Ele nunca precisou gritar comigo ou com minha irmã; apenas expressar sua insatisfação já era suficiente para que nos comportássemos adequadamente.

― Perdão, pai. Não tive a intenção de te desrespeitar, nem como pai nem como Don ― falei de forma sincera e notei que ele amenizou um pouco sua expressão.

― Filho, não é tão ruim quanto aparenta ser, pelo menos não para você. Eu vivi uma experiência parecida com a sua mãe, e você sabe o quanto eu sou apaixonado por ela. A melhor coisa que me aconteceu na vida foi a sua mãe. O filho ilegítimo de seu avô também tentou oficializar o casamento quando ela ainda era criança e...

— Ele não é meu avô! ― eu o interrompi e ele me lançou um olhar feio.

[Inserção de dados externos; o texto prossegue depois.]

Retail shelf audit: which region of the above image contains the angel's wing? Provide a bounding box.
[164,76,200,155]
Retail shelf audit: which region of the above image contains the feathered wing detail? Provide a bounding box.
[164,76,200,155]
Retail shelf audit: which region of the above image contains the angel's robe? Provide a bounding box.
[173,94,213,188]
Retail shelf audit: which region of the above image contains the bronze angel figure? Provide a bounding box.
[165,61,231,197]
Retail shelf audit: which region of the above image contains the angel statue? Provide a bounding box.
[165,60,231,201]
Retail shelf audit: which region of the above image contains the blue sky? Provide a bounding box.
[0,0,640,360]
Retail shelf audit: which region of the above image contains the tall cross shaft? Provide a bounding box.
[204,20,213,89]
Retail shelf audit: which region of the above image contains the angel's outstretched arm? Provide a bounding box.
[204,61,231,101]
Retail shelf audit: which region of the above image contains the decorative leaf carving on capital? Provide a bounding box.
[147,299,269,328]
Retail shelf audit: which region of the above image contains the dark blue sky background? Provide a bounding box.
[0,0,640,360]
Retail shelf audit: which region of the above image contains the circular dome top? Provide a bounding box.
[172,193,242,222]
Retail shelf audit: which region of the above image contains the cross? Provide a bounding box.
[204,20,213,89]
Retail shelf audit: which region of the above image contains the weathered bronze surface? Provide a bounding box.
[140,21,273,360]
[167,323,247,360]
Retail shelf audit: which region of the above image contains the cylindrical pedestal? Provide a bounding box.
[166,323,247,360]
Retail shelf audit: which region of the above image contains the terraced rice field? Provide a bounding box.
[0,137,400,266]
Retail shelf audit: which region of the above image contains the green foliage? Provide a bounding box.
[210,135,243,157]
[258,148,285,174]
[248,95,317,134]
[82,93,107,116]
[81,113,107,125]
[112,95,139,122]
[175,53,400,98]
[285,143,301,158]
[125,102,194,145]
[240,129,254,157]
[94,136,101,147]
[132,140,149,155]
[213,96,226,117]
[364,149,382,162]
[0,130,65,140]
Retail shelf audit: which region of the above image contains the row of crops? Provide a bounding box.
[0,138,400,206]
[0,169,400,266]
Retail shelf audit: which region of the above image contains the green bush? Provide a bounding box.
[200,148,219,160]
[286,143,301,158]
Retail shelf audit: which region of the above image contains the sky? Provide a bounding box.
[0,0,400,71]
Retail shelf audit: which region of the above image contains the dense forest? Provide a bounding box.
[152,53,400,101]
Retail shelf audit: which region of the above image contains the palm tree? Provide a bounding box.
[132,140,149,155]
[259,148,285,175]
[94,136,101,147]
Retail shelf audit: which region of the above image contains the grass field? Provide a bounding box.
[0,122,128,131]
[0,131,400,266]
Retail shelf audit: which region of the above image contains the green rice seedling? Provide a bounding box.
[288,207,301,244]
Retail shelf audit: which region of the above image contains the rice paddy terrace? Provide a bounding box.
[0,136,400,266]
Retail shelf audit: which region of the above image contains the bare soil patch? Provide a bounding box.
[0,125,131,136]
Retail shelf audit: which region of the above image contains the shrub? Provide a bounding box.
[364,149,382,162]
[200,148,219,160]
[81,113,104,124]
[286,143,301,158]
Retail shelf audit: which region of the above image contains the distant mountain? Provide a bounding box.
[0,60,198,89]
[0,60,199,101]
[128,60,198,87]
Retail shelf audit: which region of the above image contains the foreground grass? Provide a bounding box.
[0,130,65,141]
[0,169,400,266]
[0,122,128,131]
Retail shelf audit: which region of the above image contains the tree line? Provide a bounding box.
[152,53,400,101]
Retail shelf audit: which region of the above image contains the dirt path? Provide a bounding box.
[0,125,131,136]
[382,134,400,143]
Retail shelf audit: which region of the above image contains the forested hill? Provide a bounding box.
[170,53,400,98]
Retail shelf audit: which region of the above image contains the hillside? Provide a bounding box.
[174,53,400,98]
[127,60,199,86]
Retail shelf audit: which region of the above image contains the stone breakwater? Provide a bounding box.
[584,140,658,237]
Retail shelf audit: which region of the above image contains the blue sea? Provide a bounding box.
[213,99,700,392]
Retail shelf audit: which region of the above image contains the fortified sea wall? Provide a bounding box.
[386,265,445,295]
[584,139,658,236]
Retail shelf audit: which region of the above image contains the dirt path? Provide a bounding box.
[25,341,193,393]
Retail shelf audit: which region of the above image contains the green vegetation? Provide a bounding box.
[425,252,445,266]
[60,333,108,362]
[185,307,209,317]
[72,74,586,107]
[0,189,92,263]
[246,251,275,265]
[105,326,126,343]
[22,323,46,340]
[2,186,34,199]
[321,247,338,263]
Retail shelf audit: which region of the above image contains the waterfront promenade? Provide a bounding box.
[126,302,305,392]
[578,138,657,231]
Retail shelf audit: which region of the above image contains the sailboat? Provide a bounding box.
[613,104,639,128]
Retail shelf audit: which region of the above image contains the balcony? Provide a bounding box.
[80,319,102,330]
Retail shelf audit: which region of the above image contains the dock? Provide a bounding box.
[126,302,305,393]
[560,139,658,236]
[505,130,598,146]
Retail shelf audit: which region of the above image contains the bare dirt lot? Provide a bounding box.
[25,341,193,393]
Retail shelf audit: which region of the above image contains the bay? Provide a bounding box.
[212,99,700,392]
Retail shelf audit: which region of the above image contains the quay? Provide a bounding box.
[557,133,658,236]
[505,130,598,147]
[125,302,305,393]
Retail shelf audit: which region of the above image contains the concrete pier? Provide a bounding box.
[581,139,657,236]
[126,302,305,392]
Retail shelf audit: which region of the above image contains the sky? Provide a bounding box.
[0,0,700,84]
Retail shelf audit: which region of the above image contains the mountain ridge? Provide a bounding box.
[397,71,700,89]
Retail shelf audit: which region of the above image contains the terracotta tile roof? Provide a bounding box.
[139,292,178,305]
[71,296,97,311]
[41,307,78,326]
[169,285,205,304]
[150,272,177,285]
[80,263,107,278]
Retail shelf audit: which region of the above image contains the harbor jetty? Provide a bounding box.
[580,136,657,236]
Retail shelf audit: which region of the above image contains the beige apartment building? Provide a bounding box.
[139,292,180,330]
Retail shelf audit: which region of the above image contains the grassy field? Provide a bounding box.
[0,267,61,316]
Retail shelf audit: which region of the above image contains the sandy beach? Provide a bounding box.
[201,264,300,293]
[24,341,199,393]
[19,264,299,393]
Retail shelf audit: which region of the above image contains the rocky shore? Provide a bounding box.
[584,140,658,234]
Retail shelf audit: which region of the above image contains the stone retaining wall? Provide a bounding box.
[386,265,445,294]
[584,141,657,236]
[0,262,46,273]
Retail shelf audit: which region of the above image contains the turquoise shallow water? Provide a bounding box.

Meu pai detestava ser interrompido, porém eu não faria isso a menos que estivéssemos a sós.

— Como eu estava dizendo, Romeo agiu da mesma forma que esse idiota aqui, e, no fim das contas, tudo acabou bem. Meu pai não concordou com o acordo imediatamente, mas eu casei com a mãe dele assim mesmo. Às vezes, é besteira adiar o que é inevitável, a não ser que... ― meu pai fez uma pausa para pensar. — Se você me disser que tem alguém em mente, não aceitaremos esse acordo. Contudo, se não houver ninguém, não vejo razões para recusar.

Refleti sobre aquela observação e, percebendo meu silêncio, meu pai me observou com atenção.

― Tem alguém aí, Ricardo?

Nada foi dito por mim. Minha mente estava confusa, e eu não tinha certeza. Subitamente, recordei-me de uma conversa que tive há quase um ano.

― Você não pode ter uma namorada.

― Por qual motivo não? ― eu perguntei, encantada ao vê-la tímida.

— Porque você vai se casar comigo!

Se eu fosse avaliar, ambas as opções eram ridículas, mas essa merda não era uma competição de quem chegou primeiro e eu não estava apaixonado por ninguém. Mas por que com Antonella, mesmo sendo nova, não parecia tão errado? Isso poderia ser atribuído ao fato de ela ser familiar da família, mas isso não deveria importar.

― Não, pai, não há ninguém ― respondi de forma mais tranquila, deixando meus pensamentos de lado.

― Então, meu filho, reflita de outra maneira. Uma das razões pelas quais me apaixonei por sua mãe foi a ideia de protegê-la de um pai abusivo. Na Máfia, é isso que mais ocorre: as mulheres já nascem condenadas a serem tratadas como mercadorias e viverem felizes. Nossa família é uma raridade. Ao se casar com essa menina, você estará ajudando-a e, no final das contas, talvez tenha um casamento feliz, como o meu — disse meu pai, desta vez bem mais tranquilo.

Minha mente estava tão confusa que não conseguia formular uma única ideia completa, então optei por permanecer em silêncio.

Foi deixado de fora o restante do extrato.